THE WRAP: Cisco orders some video
This week Cisco snapped up a vidcon firm as Bharti Airtel finally called time on the MTN merger.
Cisco bid $3 billion in cash for Oslo-listed Tandberg with the aim of widening its conferencing portfolio.
Bharti’s share price spiked after it canceled the MTN deal. It had failed to win the backing of the South African government despite four months of negotiations.
The Obama Administration opened up internet naming body ICANN to international oversight. The EU called for ICANN to be made fully independent.
Telefónica hooked up with six vendors – Alcatel-Lucent, Ericsson, Huawei, NEC, Nokia Siemens and ZTE – to trial LTE in six different markets. Huawei hired former BT CTO Matt Bross as its global CTO – its first ever appointment of a top exec from a foreign telco.
Vodafone and Orange won iPhone deals, breaking O2’s exclusivity in the UK. The US government banned texting while driving for federal government staff.

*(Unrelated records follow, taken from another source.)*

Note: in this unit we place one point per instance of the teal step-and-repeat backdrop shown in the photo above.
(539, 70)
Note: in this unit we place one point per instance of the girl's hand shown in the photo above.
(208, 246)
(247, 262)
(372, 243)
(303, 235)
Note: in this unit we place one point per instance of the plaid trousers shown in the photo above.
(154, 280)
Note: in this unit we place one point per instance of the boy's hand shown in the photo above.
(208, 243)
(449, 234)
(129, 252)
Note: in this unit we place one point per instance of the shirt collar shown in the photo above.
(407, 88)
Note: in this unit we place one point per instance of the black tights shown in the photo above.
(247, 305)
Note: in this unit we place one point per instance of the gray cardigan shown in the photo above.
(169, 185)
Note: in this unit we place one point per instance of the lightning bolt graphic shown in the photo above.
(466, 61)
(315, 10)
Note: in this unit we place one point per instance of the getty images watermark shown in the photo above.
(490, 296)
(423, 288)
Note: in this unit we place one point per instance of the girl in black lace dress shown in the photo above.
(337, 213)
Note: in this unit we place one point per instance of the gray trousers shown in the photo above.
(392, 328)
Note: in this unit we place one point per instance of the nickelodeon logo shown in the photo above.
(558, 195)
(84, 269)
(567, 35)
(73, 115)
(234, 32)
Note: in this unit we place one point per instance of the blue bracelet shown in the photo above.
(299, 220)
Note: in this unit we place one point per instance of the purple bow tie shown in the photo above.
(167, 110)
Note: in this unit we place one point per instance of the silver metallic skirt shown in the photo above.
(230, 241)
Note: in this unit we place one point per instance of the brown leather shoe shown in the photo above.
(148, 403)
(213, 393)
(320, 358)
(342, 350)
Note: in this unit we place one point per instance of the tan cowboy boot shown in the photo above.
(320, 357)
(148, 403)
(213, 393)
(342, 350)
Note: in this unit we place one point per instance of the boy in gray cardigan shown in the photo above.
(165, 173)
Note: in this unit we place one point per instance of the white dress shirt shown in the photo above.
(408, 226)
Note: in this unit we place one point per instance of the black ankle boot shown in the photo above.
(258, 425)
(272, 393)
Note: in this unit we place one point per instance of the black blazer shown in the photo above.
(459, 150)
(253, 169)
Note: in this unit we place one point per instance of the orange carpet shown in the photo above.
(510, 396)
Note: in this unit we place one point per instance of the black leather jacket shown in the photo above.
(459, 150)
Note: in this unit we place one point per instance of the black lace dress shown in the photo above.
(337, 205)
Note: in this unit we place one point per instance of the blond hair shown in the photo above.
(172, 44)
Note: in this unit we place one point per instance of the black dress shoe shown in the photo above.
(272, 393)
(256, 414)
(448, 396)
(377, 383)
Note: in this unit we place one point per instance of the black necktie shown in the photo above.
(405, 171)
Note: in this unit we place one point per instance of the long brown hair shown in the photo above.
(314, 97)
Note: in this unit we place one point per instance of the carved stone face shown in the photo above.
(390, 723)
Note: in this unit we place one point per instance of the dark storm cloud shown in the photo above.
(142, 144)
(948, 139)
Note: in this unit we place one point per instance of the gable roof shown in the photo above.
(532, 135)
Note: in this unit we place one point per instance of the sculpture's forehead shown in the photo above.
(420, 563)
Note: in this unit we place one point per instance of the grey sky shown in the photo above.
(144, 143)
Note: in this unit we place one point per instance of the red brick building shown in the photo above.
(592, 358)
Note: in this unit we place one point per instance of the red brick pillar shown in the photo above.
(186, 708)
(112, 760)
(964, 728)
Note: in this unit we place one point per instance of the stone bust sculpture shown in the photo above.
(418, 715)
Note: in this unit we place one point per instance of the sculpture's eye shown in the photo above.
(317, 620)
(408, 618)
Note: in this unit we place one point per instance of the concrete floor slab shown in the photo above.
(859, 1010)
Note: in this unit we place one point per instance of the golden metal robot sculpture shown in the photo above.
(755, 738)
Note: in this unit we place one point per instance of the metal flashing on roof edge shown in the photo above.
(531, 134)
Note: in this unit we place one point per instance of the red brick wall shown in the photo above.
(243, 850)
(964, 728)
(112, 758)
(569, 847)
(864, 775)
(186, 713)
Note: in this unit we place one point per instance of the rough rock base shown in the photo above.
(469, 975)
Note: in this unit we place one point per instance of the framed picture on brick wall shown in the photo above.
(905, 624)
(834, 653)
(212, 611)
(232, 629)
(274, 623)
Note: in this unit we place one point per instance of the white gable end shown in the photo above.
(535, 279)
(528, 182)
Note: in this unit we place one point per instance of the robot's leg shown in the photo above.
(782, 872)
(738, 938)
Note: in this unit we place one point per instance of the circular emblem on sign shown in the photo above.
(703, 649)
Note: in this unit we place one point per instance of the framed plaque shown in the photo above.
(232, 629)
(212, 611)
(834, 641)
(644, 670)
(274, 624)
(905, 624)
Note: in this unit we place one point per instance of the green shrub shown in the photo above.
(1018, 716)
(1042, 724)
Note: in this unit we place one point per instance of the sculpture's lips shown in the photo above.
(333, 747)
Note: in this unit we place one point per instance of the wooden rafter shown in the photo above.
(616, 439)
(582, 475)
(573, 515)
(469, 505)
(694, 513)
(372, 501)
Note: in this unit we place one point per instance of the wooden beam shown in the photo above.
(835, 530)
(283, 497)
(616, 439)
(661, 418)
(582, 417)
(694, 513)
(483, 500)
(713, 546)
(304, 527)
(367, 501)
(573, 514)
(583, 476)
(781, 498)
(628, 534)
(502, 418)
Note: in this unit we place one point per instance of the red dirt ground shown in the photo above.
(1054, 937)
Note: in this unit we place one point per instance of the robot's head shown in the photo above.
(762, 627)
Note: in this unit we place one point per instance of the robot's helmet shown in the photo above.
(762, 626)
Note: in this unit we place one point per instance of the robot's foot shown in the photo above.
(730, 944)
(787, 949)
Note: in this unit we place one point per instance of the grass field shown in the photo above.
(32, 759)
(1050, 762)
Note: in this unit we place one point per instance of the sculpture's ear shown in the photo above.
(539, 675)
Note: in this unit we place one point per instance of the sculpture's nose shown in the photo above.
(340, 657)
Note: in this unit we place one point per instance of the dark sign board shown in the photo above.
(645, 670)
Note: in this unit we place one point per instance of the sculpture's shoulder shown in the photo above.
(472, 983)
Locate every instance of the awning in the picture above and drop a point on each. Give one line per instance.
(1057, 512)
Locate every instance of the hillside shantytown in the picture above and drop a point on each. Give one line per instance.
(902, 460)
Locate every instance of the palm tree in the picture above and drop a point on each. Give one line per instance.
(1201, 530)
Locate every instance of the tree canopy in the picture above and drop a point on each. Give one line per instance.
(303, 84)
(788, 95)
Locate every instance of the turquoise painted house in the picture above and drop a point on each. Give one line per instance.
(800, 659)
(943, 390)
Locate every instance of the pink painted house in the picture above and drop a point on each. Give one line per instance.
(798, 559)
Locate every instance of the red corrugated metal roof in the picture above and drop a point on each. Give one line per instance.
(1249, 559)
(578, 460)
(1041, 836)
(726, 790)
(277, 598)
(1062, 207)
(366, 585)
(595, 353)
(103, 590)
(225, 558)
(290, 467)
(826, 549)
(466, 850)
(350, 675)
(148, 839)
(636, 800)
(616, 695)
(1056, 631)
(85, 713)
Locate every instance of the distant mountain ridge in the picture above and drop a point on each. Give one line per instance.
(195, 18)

Global wholesale IP rates are falling 20% a year in Europe and North America, still well below prices in Asian cities. Botnets and spam are on the rise, says the latest MessageLabs report.
Telstra’s chairman and CEO wrote to shareholders to reassure them they would look after their interests as the government pushes for structural separation for the carrier.
A software developer who was awarded $388 million in a patent suit against Microsoft has lost his case – and cash - on appeal. Another developer says his health app was banned from the App Store because it was too political.
Palm released a new OS that works wirelessly with the Amazon MP3 store.
It also signed up two senior Mozilla programmers to head up developer relations. Lotus is set to launch a hosted email service.
Reporters Sans Frontières said online censorship in China had redoubled in the leadup to the 60th anniversary of communist rule. China Mobile replaced its standard ringback tone with a patriotic song sung by Jackie Chan.
A British court ordered a writ against an anonymous Twitter user, accused of impersonating a rightwing blogger, to be issued via Twitter itself.
Websites using the .yu domain extension – signifying Yugoslavia – are no longer accessible online.
Some 4,000 websites are thought to have been affected.
And actor Hugh Jackman stopped a Broadway play when an audience member’s phone rang. “You want to get that?” he said, in character.